Hausbay is a Verbandsgemeinde in the Rhein-Hunsrück-Kreis district in Rhineland-Palatinate, Germany. It is the location of a large wind farm featuring the world's highest wind energy tower.

==Geography==
Hausbay lies in the Hunsrück between Emmelshausen (8 km) and Kastellaun (10 km). The highways A 61 (3 km) and Bundesstraße 327 (2 km) are also nearby. Hausbay lies at the forks of two streams, the Lingerhahner Bach and the Kelsiter Bach, whose combined flow is known thereafter as the Baybach.

==History==
In 1275, Hausbay had its first documentary mention. The name is believed to go back to a single house that once stood on the Baybach. In the Middle Ages, the village was shared by two lordships. One half belonged to the Gallenscheider Gericht (“Gallenscheid Court”), and thereby as of 1314 to the Electorate of Trier, while the other half belonged to the County of Katzenelnbogen. Beginning in 1794, Hausbay lay under French rule. In 1815 it was assigned to the Kingdom of Prussia at the Congress of Vienna. Since 1946, it has been part of the then newly founded state of Rhineland-Palatinate.

==Politics==
The council is made up of 6 council members, who were elected by majority vote at the municipal election held on 7 June 2009, and the honorary mayor as chairman.

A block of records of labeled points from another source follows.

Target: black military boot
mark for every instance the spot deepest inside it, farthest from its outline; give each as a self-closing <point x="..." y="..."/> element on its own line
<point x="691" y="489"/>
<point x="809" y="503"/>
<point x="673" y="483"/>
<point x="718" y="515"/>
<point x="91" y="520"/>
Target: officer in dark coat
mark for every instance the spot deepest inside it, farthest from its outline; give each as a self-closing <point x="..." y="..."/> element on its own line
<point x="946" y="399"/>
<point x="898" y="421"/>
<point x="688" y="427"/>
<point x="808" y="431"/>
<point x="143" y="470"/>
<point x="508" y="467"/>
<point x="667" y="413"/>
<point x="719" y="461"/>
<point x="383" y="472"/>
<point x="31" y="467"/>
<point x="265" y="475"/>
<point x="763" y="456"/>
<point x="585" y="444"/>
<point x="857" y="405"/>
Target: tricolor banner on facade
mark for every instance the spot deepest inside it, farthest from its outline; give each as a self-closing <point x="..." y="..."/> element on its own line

As of 2021, the mayor of Hausbay is Thomas Stroschein.

===Coat of arms===
The German blazon reads: Durch einen gewellten blauen Göpel geteilt; vorne in Silber ein rotes Balkenkreuz; hinten in Gold ein blaugekrönter, -bewehrter und -gezungter, herschauender roter Löwe; unten in Gold eine rote Waage.

The municipality's arms might in English heraldic language be described thus: A pall wavy reversed azure between argent a cross gules and Or a lion rampant guardant of the second armed, langued and crowned of the first, in base Or balances of the third.

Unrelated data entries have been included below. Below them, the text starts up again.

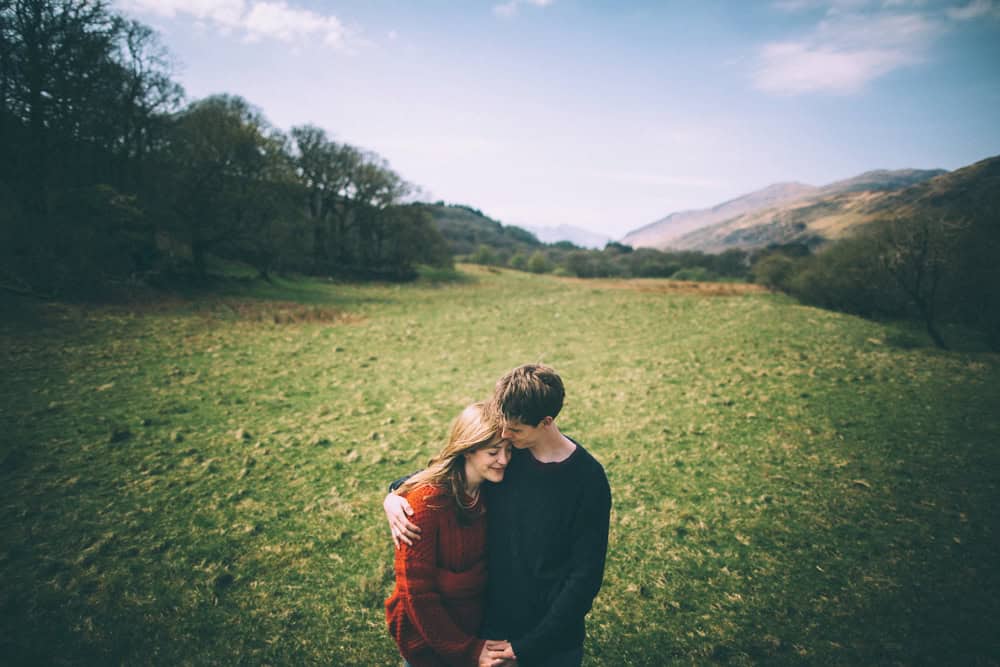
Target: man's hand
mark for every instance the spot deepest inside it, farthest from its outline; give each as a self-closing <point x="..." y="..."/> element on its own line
<point x="396" y="510"/>
<point x="497" y="653"/>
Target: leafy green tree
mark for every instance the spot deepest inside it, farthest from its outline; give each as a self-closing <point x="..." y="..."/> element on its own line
<point x="484" y="255"/>
<point x="539" y="263"/>
<point x="230" y="180"/>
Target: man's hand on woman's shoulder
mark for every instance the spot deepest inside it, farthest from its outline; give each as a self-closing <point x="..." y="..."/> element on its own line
<point x="397" y="509"/>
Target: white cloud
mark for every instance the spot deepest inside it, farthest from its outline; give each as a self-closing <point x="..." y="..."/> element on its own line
<point x="974" y="10"/>
<point x="657" y="179"/>
<point x="844" y="53"/>
<point x="255" y="20"/>
<point x="510" y="8"/>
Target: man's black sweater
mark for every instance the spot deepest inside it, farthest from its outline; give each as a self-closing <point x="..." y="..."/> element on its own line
<point x="547" y="538"/>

The pall (Y-shaped element) stands for the three brooks that flow through the municipality, the Lingerhahnerbach, the Kilsiterbach and the Baybach, which rises where the other two meet. The red cross on the silver field on the dexter (armsbearer's right, viewer's left) side refers to the village's former allegiance to the Electorate of Trier, while the lion rampant guardant (that is, with his head turned to face the viewer) recalls the Lower County of Katzenelnbogen, Vogtei of Pfalzfeld. The brook formed the border. The balances in base stand as a symbol of justice for the Gallenscheid Court, to which the Electoral-Trier part of the village belonged, and take the tinctures Or and gules (gold and red), as these were also the court's colours.

==Culture==

===Buildings===
The following are listed buildings or sites in Rhineland-Palatinate’s Directory of Cultural Monuments:
- Saint Lawrence's Catholic Church (branch church; Filialkirche St. Laurentius), Lingerhahner Straße 1 – Gothic Revival brick aisleless church, 1904–1908
- Lingerhahner Straße – graveyard; sandstone grave cross, tree cross, marked 1916

===Events===
The kermis on the last weekend in July and the village festival in early September are the most important festivals.